[poppler] 4 commits - regtest/backends regtest/Printer.py
Carlos Garcia Campos
carlosgc at kemper.freedesktop.org
Fri Nov 29 01:24:18 PST 2013
regtest/Printer.py | 10 ++---
regtest/backends/__init__.py | 79 ++++++++++++++++++++++---------------------
2 files changed, 47 insertions(+), 42 deletions(-)
New commits:
commit 817cc333ca8009998f2099583fd0a2fc703f3db3
Author: Carlos Garcia Campos <carlosgc at gnome.org>
Date: Fri Nov 29 10:07:16 2013 +0100
regtest: Do not buffer stderr output
Some buggy documents can produce a huge stderr output because of parsing
errors or whatever. We could give a file directly to Popen to write the
stderr file, but we only want to create the file when there's output,
because it's what we use to know whether the command produced output or
not. So, instead of buffering the whole output and then write it to the
file, now we read from the pipe while the command is running, writing
the output in chunks to the file. This improves a lot the memory
consumption when running some tests.
diff --git a/regtest/backends/__init__.py b/regtest/backends/__init__.py
index aa12022..b57d8aa 100644
--- a/regtest/backends/__init__.py
+++ b/regtest/backends/__init__.py
@@ -18,6 +18,7 @@
import hashlib
import os
+import select
import shutil
import errno
from Config import Config
@@ -193,13 +194,6 @@ class Backend:
return False
return os.path.exists(test_result + self._diff_ext)

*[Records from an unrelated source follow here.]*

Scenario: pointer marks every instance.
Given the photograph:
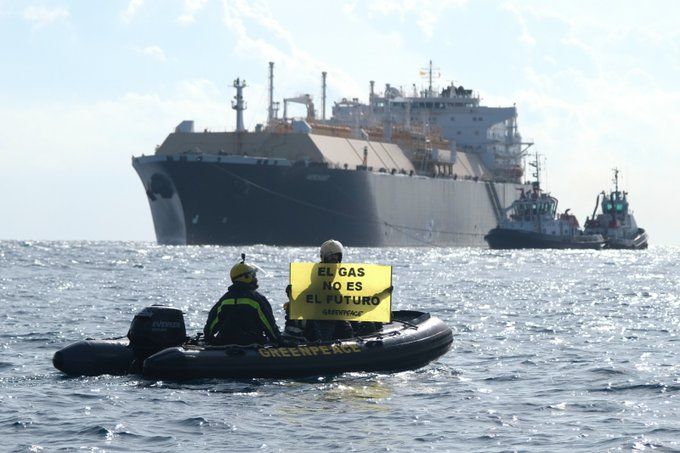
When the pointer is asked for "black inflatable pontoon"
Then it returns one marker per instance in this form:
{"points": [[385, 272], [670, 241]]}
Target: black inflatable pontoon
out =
{"points": [[158, 348]]}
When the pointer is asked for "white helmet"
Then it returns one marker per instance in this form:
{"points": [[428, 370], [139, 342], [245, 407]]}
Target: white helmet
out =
{"points": [[329, 248]]}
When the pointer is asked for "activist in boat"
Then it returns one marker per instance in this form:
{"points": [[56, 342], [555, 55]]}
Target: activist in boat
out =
{"points": [[331, 301]]}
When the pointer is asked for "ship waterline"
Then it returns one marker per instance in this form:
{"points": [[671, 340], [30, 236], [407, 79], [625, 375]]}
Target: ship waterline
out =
{"points": [[214, 199]]}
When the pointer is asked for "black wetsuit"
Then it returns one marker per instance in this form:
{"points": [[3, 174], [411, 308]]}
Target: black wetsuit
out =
{"points": [[242, 316]]}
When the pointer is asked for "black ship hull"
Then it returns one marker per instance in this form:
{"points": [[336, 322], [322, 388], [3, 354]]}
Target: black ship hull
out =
{"points": [[232, 200], [503, 238]]}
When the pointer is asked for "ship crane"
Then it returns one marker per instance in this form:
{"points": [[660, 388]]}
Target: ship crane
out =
{"points": [[304, 99]]}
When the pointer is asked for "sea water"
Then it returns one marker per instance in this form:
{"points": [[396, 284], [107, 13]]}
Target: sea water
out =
{"points": [[552, 351]]}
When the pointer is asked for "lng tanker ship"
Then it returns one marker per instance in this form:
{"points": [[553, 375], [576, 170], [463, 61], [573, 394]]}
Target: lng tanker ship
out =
{"points": [[428, 168]]}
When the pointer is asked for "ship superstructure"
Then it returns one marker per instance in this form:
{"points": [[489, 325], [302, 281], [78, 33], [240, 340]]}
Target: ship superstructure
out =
{"points": [[532, 221], [615, 221], [454, 113]]}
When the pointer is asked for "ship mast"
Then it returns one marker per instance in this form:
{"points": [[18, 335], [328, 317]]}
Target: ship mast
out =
{"points": [[323, 95], [270, 112], [238, 104], [616, 180]]}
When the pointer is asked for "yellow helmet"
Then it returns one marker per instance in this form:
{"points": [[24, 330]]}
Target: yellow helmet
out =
{"points": [[243, 272], [329, 248]]}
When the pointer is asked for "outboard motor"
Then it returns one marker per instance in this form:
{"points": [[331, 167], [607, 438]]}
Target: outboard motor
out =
{"points": [[155, 328]]}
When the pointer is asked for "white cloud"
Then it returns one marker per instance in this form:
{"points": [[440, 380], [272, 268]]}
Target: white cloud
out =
{"points": [[259, 34], [154, 52], [425, 13], [131, 10], [41, 16], [525, 37]]}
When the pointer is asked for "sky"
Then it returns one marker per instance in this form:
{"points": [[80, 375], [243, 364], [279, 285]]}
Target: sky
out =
{"points": [[86, 85]]}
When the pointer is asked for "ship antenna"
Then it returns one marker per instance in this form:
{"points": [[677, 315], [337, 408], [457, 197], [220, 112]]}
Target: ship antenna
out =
{"points": [[616, 180], [536, 174]]}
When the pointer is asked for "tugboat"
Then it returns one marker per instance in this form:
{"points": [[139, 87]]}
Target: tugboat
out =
{"points": [[533, 223], [615, 223]]}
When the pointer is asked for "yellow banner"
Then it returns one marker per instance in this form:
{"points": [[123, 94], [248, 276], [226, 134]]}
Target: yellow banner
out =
{"points": [[342, 291]]}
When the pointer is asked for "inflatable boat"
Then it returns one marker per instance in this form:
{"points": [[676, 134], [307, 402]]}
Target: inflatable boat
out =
{"points": [[157, 347]]}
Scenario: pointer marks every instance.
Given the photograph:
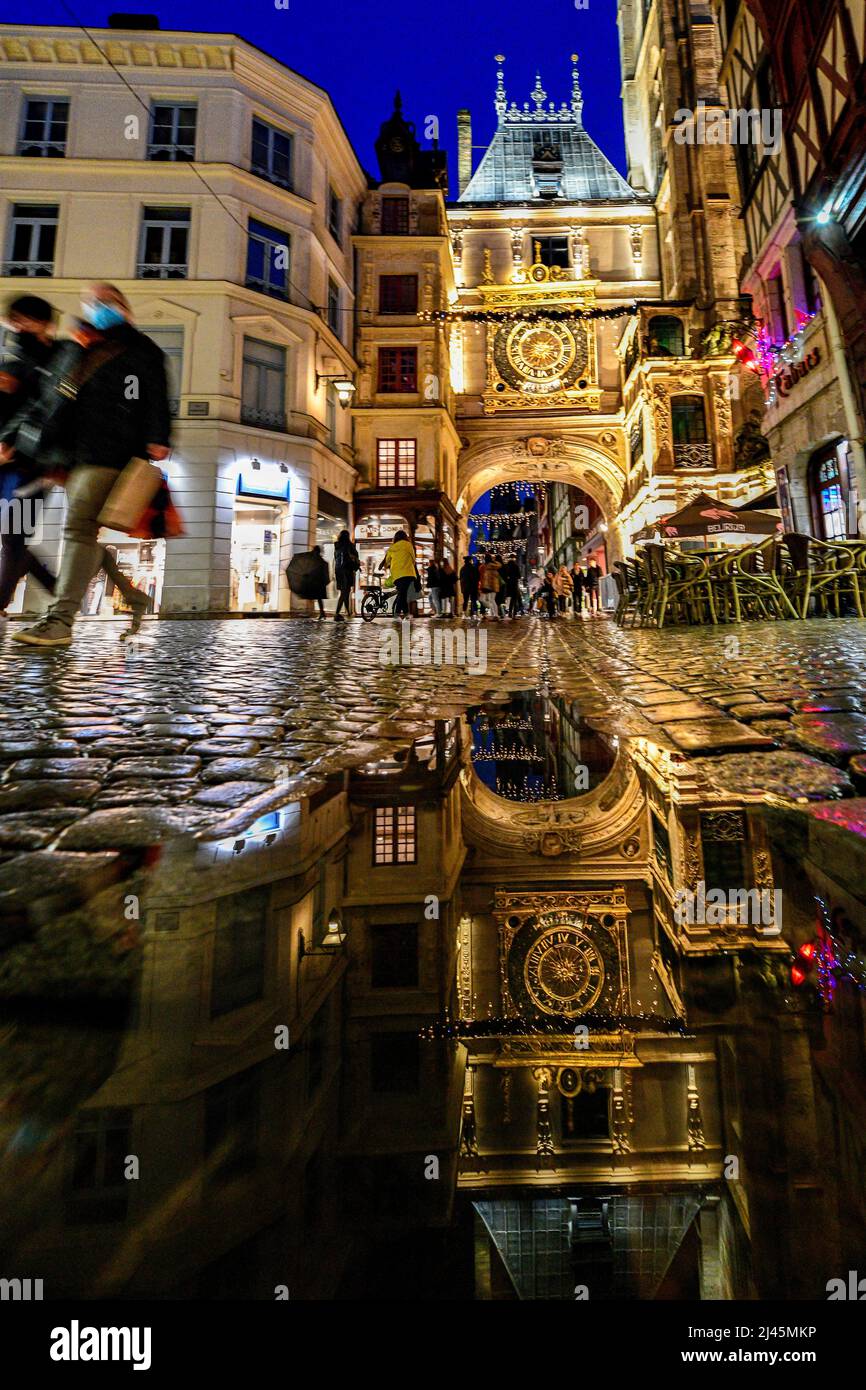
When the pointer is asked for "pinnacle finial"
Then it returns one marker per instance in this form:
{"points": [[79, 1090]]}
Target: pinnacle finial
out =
{"points": [[501, 102], [577, 97]]}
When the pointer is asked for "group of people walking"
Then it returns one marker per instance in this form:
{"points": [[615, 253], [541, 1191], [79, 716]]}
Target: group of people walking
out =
{"points": [[74, 410], [484, 585]]}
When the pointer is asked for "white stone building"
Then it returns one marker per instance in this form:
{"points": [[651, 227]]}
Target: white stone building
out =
{"points": [[218, 191]]}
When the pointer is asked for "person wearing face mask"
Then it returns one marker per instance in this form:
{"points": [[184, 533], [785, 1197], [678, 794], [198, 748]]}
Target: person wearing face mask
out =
{"points": [[106, 402], [25, 357]]}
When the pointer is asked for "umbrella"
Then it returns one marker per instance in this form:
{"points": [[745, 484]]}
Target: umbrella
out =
{"points": [[305, 574], [705, 516]]}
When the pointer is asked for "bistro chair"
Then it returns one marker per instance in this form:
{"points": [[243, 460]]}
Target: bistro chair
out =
{"points": [[822, 573]]}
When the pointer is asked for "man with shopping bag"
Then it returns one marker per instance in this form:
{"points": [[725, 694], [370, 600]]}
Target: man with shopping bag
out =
{"points": [[104, 405]]}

- def __create_stderr_file(self, stderr, out_path):
- if not stderr:
- return
- stderr_file = open(out_path + '.stderr', 'wb')
- stderr_file.write(stderr)
- stderr_file.close()
-
def __create_failed_file_if_needed(self, status, out_path):
if os.WIFEXITED(status) or os.WEXITSTATUS(status) == 0:
return False
@@ -210,10 +204,36 @@ class Backend:
return True
- def _check_exit_status(self, p, out_path):
- stderr = p.stderr.read()
- self.__create_stderr_file(stderr, out_path)
+ def __redirect_stderr_to_file(self, fd, out_path):
+ stderr_file = None
+ read_set = [fd]
+ while read_set:
+ try:
+ rlist, wlist, xlist = select.select(read_set, [], [])
+ except select.error as e:
+ continue
+
+ if fd in rlist:
+ try:
+ chunk = os.read(fd, 1024)
+ except OSError as e:
+ if e.errno == errno.EIO:
+ # Child process finished.
+ chunk = ''
+ else:
+ raise e
+ if chunk:
+ if stderr_file is None:
+ stderr_file = open(out_path + '.stderr', 'wb')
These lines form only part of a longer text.